Notes From Q1
Q1 is in the books. As a student of the market, I'm always looking for changes in behavior across asset markets. Below are some highlights, lowlights, and historical analogs based on first quarter results.
S&P500 finished the quarter -2.59% which marks the worst quarterly return since Q1 2003.
- The quarterly range of 65.42 points is the smallest (in points) since Q2 1996.
- The S&P500 managed to post a daily gain of more than 1% just two times for the entire quarter.
- In just 15 days, the S&P500 declined 5% from the quarter's high (March 7) to the quarter's low (March 29).
- The last time the S&P500 made a new 60 day high followed by a 60 day low in the same calendar month was (ironically) March 2004.
- Those looking for a 10% correction in the Nasdaq Composite got their wish on March 29 as well. On its low, the Composite was -10.2% from the Jan 3 high and -9.5% from the 2004 close.
Relationships Between Equity / Fixed Income and Dollar / Euro Showed a Change in Character From Prior Quarters
- Fixed income and equity markets moved materially lower in the same quarter for the first time since Q2 2000. I say materially because both closed lower in Q1 2002 but the SP was down less than .5% for the quarter. For this, I compared Bond and SP futures (not cash).
- The dollar gained more than 4% against the Euro for the first quarter since Q1 2001 (for this I looked at futures on the Euro).
- The Nasdaq Composite finished the quarter down 8.10% which marks the worst quarter since Q3 2002
- The quarter was highlighted by strong opens and weak closes. The Nasdaq-100 futures posted a combined gain of 6% for the overnight session and lost a combined -14% from the open to close.
- The Nasdaq closed lower on day one of 2005 and has yet to post a positive close on the year.

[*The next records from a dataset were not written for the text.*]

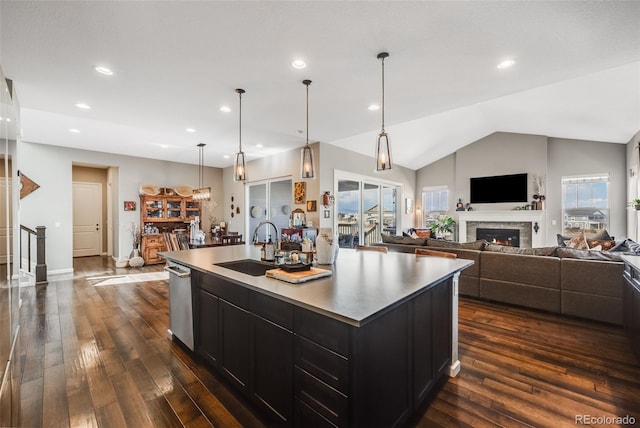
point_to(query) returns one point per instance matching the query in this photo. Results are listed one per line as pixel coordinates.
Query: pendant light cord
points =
(383, 94)
(240, 122)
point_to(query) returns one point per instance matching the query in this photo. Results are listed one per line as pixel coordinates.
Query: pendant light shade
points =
(201, 193)
(307, 166)
(239, 166)
(383, 151)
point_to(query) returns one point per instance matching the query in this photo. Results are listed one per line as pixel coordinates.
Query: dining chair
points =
(380, 249)
(425, 252)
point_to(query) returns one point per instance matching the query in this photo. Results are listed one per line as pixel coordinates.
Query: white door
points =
(5, 226)
(87, 219)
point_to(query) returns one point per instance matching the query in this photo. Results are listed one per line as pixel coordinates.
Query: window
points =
(365, 209)
(585, 203)
(435, 201)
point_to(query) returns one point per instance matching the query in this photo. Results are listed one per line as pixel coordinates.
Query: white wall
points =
(508, 153)
(281, 165)
(52, 206)
(633, 186)
(334, 158)
(577, 157)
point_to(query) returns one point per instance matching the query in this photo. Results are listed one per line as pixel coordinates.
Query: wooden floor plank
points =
(99, 356)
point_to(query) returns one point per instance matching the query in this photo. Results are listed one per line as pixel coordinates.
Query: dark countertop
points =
(363, 284)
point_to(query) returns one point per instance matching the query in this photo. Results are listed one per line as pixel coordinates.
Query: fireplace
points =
(508, 237)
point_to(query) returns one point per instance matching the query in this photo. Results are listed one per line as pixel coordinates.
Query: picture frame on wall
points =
(299, 192)
(311, 206)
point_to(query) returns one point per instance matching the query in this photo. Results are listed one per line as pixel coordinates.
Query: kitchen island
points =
(362, 347)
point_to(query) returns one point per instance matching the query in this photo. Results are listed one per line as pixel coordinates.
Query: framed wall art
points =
(299, 192)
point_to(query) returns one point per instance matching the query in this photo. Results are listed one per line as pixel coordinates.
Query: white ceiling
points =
(577, 73)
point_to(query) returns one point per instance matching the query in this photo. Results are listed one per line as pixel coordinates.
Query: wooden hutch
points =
(168, 212)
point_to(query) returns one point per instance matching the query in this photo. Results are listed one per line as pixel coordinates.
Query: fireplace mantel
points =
(532, 217)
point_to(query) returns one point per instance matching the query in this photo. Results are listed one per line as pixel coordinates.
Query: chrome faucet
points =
(255, 232)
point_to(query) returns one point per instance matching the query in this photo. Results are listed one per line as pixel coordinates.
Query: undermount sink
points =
(248, 266)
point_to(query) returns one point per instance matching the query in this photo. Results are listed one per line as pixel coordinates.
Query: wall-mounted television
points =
(499, 188)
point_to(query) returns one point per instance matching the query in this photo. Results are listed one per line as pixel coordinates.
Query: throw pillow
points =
(600, 235)
(392, 239)
(423, 233)
(578, 242)
(562, 240)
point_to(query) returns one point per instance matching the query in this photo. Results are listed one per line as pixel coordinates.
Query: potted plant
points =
(443, 225)
(635, 203)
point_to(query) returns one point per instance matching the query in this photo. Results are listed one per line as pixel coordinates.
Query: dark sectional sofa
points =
(581, 283)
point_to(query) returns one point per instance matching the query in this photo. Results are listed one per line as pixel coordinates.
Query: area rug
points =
(127, 279)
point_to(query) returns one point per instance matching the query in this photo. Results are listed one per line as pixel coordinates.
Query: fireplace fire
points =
(507, 237)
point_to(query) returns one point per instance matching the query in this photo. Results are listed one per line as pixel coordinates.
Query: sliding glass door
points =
(270, 200)
(365, 209)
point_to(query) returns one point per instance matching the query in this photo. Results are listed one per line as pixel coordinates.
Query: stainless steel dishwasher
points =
(180, 309)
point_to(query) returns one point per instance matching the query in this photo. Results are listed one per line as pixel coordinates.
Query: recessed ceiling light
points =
(298, 63)
(506, 64)
(103, 70)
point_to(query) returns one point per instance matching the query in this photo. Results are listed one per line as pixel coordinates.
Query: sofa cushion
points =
(544, 251)
(572, 253)
(476, 245)
(520, 269)
(407, 240)
(605, 245)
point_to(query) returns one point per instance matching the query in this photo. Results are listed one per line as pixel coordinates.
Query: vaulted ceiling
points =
(175, 63)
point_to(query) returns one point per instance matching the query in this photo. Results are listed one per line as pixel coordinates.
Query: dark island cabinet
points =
(631, 306)
(304, 368)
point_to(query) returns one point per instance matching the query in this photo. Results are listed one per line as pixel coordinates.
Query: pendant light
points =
(307, 166)
(239, 167)
(201, 193)
(383, 152)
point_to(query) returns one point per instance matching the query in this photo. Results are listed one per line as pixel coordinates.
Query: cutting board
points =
(298, 277)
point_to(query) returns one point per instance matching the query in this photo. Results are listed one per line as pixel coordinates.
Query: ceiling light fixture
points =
(307, 167)
(298, 64)
(506, 64)
(239, 167)
(103, 70)
(201, 193)
(383, 152)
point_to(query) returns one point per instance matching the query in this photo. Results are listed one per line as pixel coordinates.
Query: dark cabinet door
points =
(441, 327)
(235, 357)
(635, 330)
(208, 327)
(273, 369)
(422, 345)
(627, 302)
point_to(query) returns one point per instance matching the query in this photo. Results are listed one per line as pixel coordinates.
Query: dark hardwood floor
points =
(99, 356)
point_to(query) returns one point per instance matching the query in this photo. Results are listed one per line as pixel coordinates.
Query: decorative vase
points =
(326, 249)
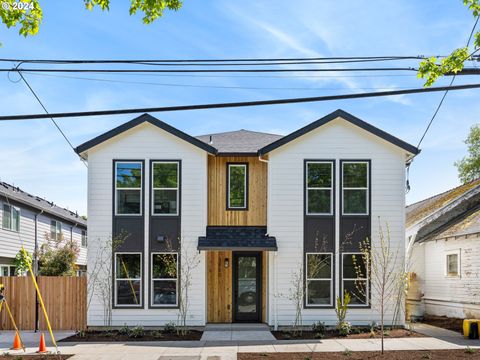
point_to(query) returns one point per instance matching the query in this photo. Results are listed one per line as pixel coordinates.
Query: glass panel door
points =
(247, 287)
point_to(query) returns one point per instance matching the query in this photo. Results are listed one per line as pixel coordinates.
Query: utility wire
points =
(238, 104)
(446, 91)
(51, 118)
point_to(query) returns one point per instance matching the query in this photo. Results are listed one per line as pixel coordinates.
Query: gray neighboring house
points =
(27, 219)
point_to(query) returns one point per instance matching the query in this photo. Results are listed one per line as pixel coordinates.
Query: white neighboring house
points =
(443, 240)
(253, 205)
(26, 219)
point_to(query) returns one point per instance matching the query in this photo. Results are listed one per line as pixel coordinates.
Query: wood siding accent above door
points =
(256, 213)
(219, 287)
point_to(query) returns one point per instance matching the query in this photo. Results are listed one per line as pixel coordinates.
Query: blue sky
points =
(36, 158)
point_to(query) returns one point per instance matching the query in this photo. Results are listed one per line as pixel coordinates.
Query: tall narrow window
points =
(11, 218)
(165, 184)
(164, 279)
(128, 279)
(319, 279)
(128, 188)
(355, 181)
(355, 278)
(319, 184)
(237, 193)
(84, 238)
(55, 230)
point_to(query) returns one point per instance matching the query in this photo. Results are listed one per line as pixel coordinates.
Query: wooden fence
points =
(65, 299)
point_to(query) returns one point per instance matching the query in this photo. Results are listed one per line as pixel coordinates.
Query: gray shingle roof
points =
(240, 141)
(16, 194)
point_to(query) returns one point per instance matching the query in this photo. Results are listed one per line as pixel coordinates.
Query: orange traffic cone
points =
(17, 344)
(42, 349)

Looking at the Nasdaq Composite since 1980, there were just 8 quarters in which the highest close of the quarter was less than the prior quarter's close (and the index has never gone an entire year without a positive close). The tabe below lists the quarter of occurrence, then the return for the next month and quarter:
More than anything I think this table highlights the probability of either a positive close for April or a choppy trade at worst. Following a "straight down" quarter such as Q1, the next month was negative just one time (as the table illustrates). But even then (July 2000), the Nasdaq posted a high for the month of more than +8%. So I suspect that bulls will buy into any early month drawdown.
Any bias for Q2 or the month of April?
- In the 77 years of data for the SPX, the index finished higher 61% of the time in April and 53% of the time in the second quarter.
- So those numbers don't tell us too much. But if we look at the action in the S&P 500 over the past 30 years and isolate years with similar first of year weakness, the bulls get the benefit of the doubt. In the table below, I've highlighted the years in which the S&P finished lower in March. Again, I only looked back 30 years for this study but April was positive in 8 of 10.
- For the same years, I looked for a negative Q1 and listed the return for April and Q2 in the table below. Many of the years overlap but the forward results are equally positive for the month of April.
At one point in the quarter, Exxon Mobil (XOM:NYSE) was the largest company in the world as measured by market cap. The stock gained more than 16% this quarter which marks the best quarter since Q4 1996 and the company's 10th consecutive quarterly gain.
Past performance does not indicate future results.